In 1996, when Michael Collins was released, it was just two years after the IRA ceasefire, and the Good Friday Agreement was still two years away.
“That kind of violence was still a fact of Irish public life, and I thought it would be really interesting to see it outside of that context,” he continues.
He welcomes the fact that today there is “quite an ideology-free discussion about those 1916 issues now, which I wouldn’t have thought was possible 20 years ago”.
He says that Collins “did more damage” than other Irish heroes. “And he changed people’s perceptions of the conflict and yet he essentially was not an Irish British figure, in the same way that De Valera was. His politics was conservative.”
He points out that Collins and company “were all middle class revolutionaries”, a theme which the film explores.I’m not saying that’s a good or bad thing, I’m saying that was the reality and that’s what the performances reflected, it was interesting.
From Rice to Greene
Jordan’s Oscar is for the screenplay for the Crying Game, but alongside his own screenwriting he has tackled the work of others.
One of his biggest movies, Interview With the Vampire, was an adaption of an Anne Rice novel.
“They sent me the book and I just got fascinated – I got obsessed with the atmosphere in the book,” says Jordan. “Anne had written a script and I rewrote it very quickly. I could see something there that I really wanted to get onto the screen. That’s how it works with a novel. With the End of the Affair, the Graham Greene book, again I could see a different version to what Greene had written – a parallel version, you know.”
When writing his own work, “it starts with the image and the dramatic context”. When he writes a movie, he sees the images in his head first.
A writer or a director?
He started off as a writer, but it was films that made his name.
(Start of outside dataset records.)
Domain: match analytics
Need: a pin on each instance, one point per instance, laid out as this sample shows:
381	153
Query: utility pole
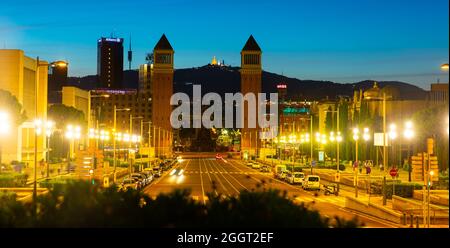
384	148
311	136
114	145
337	146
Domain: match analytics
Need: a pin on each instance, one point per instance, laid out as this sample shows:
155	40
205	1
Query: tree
10	104
80	204
63	115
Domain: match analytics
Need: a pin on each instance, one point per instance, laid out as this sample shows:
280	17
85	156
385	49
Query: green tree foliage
63	115
204	141
431	123
10	104
80	204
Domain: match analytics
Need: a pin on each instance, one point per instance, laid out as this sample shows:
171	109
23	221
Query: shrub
80	204
405	190
51	183
13	180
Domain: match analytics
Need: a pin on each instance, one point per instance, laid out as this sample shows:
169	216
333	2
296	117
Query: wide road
229	177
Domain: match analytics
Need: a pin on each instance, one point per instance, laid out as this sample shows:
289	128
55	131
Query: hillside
227	80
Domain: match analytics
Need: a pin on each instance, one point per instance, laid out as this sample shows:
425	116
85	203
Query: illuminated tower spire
130	56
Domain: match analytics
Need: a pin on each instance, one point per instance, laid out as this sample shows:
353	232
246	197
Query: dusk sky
342	41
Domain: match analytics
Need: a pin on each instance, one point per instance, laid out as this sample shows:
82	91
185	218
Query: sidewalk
375	172
41	173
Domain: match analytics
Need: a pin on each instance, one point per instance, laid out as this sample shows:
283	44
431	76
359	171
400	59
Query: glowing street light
366	137
392	131
72	133
408	133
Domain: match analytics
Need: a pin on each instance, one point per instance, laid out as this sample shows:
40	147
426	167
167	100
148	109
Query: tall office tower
250	83
110	62
145	72
57	78
162	90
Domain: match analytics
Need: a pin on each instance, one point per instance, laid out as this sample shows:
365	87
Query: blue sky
342	41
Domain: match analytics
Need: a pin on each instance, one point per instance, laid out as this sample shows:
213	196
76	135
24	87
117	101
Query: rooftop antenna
130	55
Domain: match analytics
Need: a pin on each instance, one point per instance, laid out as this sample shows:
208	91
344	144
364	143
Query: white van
311	182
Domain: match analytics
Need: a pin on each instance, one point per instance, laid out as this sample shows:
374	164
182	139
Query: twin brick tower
162	90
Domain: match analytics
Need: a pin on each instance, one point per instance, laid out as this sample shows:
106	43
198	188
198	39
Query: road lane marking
203	189
210	179
221	166
232	186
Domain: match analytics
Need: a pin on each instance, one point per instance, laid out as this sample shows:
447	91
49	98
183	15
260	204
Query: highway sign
337	177
393	172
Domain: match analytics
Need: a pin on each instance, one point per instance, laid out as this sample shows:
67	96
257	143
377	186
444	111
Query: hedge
50	183
13	180
404	189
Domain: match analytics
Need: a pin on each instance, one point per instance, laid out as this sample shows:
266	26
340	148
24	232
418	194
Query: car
311	182
278	168
141	177
281	175
127	183
295	177
176	172
256	165
157	172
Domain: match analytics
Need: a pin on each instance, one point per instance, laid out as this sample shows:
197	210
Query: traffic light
430	146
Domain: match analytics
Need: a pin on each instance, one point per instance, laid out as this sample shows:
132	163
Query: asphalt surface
230	177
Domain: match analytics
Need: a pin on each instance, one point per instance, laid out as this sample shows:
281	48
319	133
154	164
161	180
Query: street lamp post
366	136
48	132
114	141
408	134
72	133
149	138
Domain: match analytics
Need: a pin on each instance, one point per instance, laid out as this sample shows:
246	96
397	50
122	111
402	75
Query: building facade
26	79
161	91
251	71
57	78
110	62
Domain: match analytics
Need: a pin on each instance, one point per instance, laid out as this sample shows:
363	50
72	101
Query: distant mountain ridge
222	79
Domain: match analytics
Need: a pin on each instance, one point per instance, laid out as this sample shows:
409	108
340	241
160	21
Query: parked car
295	177
311	182
281	175
256	165
128	183
157	172
278	168
149	175
177	172
264	168
141	178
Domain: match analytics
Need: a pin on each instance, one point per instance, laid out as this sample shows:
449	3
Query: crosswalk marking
226	172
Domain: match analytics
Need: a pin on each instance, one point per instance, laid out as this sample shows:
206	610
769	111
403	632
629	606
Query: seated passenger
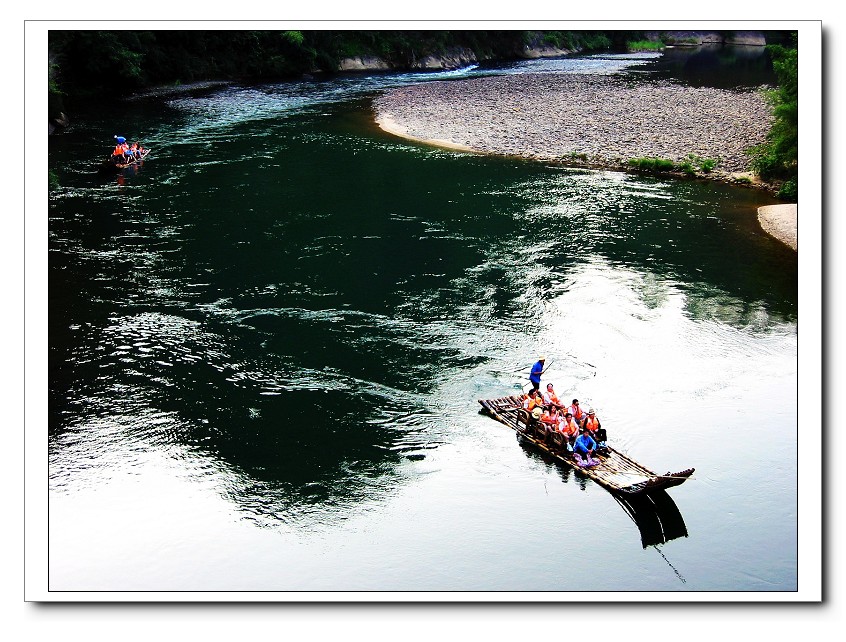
551	399
578	414
533	404
596	431
570	429
550	417
583	450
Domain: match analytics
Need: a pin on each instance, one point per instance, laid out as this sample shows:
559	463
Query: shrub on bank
644	45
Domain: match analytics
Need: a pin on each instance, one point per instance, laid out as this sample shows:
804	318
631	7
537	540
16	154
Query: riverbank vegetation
690	166
87	64
777	159
93	65
644	45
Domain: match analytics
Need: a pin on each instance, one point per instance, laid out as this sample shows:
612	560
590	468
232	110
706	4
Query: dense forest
86	65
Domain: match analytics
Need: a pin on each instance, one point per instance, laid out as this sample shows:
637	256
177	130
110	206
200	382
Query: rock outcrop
583	120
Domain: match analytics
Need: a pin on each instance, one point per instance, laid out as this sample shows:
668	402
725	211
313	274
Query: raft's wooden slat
617	471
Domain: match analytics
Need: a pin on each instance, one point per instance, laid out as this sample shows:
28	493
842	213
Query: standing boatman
537	371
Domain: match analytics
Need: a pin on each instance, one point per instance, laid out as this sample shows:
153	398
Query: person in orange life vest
534	404
596	431
578	414
584	448
550	417
570	429
551	399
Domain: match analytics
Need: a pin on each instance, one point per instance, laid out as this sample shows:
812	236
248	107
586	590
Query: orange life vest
569	427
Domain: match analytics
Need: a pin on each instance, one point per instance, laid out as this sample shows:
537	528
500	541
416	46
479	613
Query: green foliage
650	164
777	159
691	165
789	190
296	38
96	63
644	45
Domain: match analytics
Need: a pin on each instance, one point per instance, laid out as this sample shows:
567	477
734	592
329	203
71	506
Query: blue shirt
584	444
537	370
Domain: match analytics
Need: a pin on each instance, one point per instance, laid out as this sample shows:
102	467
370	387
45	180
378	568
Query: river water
267	344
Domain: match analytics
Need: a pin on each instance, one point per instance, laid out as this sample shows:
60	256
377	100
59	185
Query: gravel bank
597	121
780	221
So does Jordan see himself as a filmmaker first, or writer first? “Up to this I’ve seen them as two totally different things,” he says.
But now, he tells me he’s in talks about a film version of the Drowned Detective, making a film out of one of his novels for the first time (he thought his previous works were “too interior” to do this).
He’s also writing a secret project about another Irish historical figure, Lord Edward Fitzgerald.
Talk turns to how Hollywood and filmmaking has changed since Jordan first shot a movie.
“I’m just lucky that I have another muscle to work with. I wouldn’t like to be a purely film director in the current climate,” he says.To be a writer-director is the only place to be, I think. Everything’s changing so quickly. Except people still need to eat. From where I’m sitting, someone in my perspective, things are changing so rapidly, it’s almost shocking.
“The kind of movies I started making and I’m known for making, they don’t make them anymore,” he adds.
“It’s very sad. Something like the Crying Game, that was in 1992 and you could make an independent movie for $4 or $5 million and it could become a huge hit all over the world, it could change the way people go to the cinema. That doesn’t happen anymore. Independent movies, people watch them on their computers, and they rip them.